The reasons for this delay are multifactorial. One of these reasons relates to the diversity and spontaneity of surgical procedures. General surgery is a dynamic field where some operations are predictable and can be scheduled in advance, while others are unpredictable and often rely on real-time decision-making in the operating room [10]. The variability in case types within general surgery complicates the collection of the extensive and consistent data necessary to train AI systems [10]. This issue is further exacerbated by the relative scarcity of focused research efforts aimed at integrating AI into general surgical workflows [10]. Therefore, locating studies on the use of AI in general surgery within databases like PubMed proves challenging.
This article summarizes the current state of research on the application of AI in medicine and explores the future direction of general surgery as it adapts to a rapidly changing medical environment. It includes a discussion on how AI can be integrated into various aspects of general surgery, ranging from preoperative analytics to postoperative care, as well as the steps required to overcome existing challenges.
Ethics statement
It is a literature database-based review; therefore, neither approval by the institutional review board nor obtainment of informed consent was required.
Pioneering artificial intelligence in the medical specialties of radiology, oncology, and cardiology
In modern medicine, the integration of AI has been particularly pronounced in specialties such as radiology, oncology, and cardiology. In radiology, AI algorithms have revolutionized diagnostic processes and enhanced the accuracy of image interpretation, which is crucial for early disease detection and treatment planning.
Recent studies on AI in radiology have produced important findings. Lång et al. compared the clinical safety of an AI-assisted screen reading protocol to that of the conventional double reading method used in mammography screening. The study involved 80,000 women and assessed early screening outcomes, including cancer detection rates, retest rates, false-positive rates, positive predictive values of the retests, and the types of cancers detected. In the intervention group, 244 tumors were detected, comprising 184 invasive tumors and 60 in situ tumors. Meanwhile, in the control group, 203 tumors were identified, with 165 being invasive and 38 in situ [11].
A randomized controlled trial conducted by Nam et al. demonstrated that AI-based, computer-aided design software enhances the detection rate of actionable lung nodules in chest radiographs of health-screening participants. The AI group exhibited a higher detection rate of actionable nodules compared to the non-AI group (0.59% vs. 0.25%). Additionally, the detection rate of malignant lung nodules was also higher in the AI group than in the non-AI group (0.15% vs. 0.0%). The rates of misdiagnosis and positive reporting were similar between the AI and non-AI groups [12].
Sachpekidis et al. have demonstrated that a deep learning (DL)-based tool for automatically assessing bone marrow metabolism in patients with multiple myeloma is feasible and correlates with clinically relevant disease parameters. There is a significant positive correlation between the visual analysis of PET/CT scans and the metabolic tumor volume (MTV) and total lesion glycolysis (TLG) values, following the application of all six 18F-fluorodeoxyglucose (FDG) uptake thresholds. Additionally, significant differences in MTV and TLG values were observed between patient groups across all applied thresholds.

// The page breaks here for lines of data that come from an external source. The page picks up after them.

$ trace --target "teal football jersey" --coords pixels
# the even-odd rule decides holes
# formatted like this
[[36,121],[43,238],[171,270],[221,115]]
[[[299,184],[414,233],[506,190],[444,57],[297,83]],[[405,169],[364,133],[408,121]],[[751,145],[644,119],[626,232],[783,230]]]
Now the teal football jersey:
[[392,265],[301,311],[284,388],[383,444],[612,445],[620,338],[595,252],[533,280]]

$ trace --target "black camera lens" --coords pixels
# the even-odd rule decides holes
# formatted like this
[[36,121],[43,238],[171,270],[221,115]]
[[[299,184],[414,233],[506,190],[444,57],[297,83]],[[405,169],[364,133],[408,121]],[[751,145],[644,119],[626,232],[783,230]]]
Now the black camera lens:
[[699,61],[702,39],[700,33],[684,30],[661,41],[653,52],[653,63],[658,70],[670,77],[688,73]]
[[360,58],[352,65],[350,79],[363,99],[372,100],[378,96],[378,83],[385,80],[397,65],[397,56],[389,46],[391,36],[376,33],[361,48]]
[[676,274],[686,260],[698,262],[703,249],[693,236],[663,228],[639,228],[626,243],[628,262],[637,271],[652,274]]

The DL-based approach has demonstrated significant, moderate, positive correlations between bone marrow plasma cell infiltration and plasma β2-microglobulin levels, as well as with the automated quantitative PET/CT parameters, MTV and TLG [13].
Similarly, oncology has benefited from the use of AI, especially in the realm of personalized medicine. AI algorithms are employed to analyze patient data and predict responses to treatment, which allows oncologists to customize therapies based on the specific needs of individual patients. Clift et al. developed a clinically useful model that estimates the 10-year risk of breast cancer-related mortality for women at all stages of the disease. Additionally, they compared the outcomes of regression analyses with those of ML approaches. The final Cox model demonstrated good discriminatory power, evidenced by a Harrell’s C-index of 0.858 (95% CI, 0.853–0.864), and showed moderate calibration. The model's performance varied across ethnic groups, exhibiting the highest discriminatory power in Chinese women (Harrell’s C-index=0.931) and the lowest in Bangladeshi women (Harrell’s C-index=0.794). Moreover, the model generally performed well across various cancer stages, though its discriminatory power decreased as the cancer stage advanced [14].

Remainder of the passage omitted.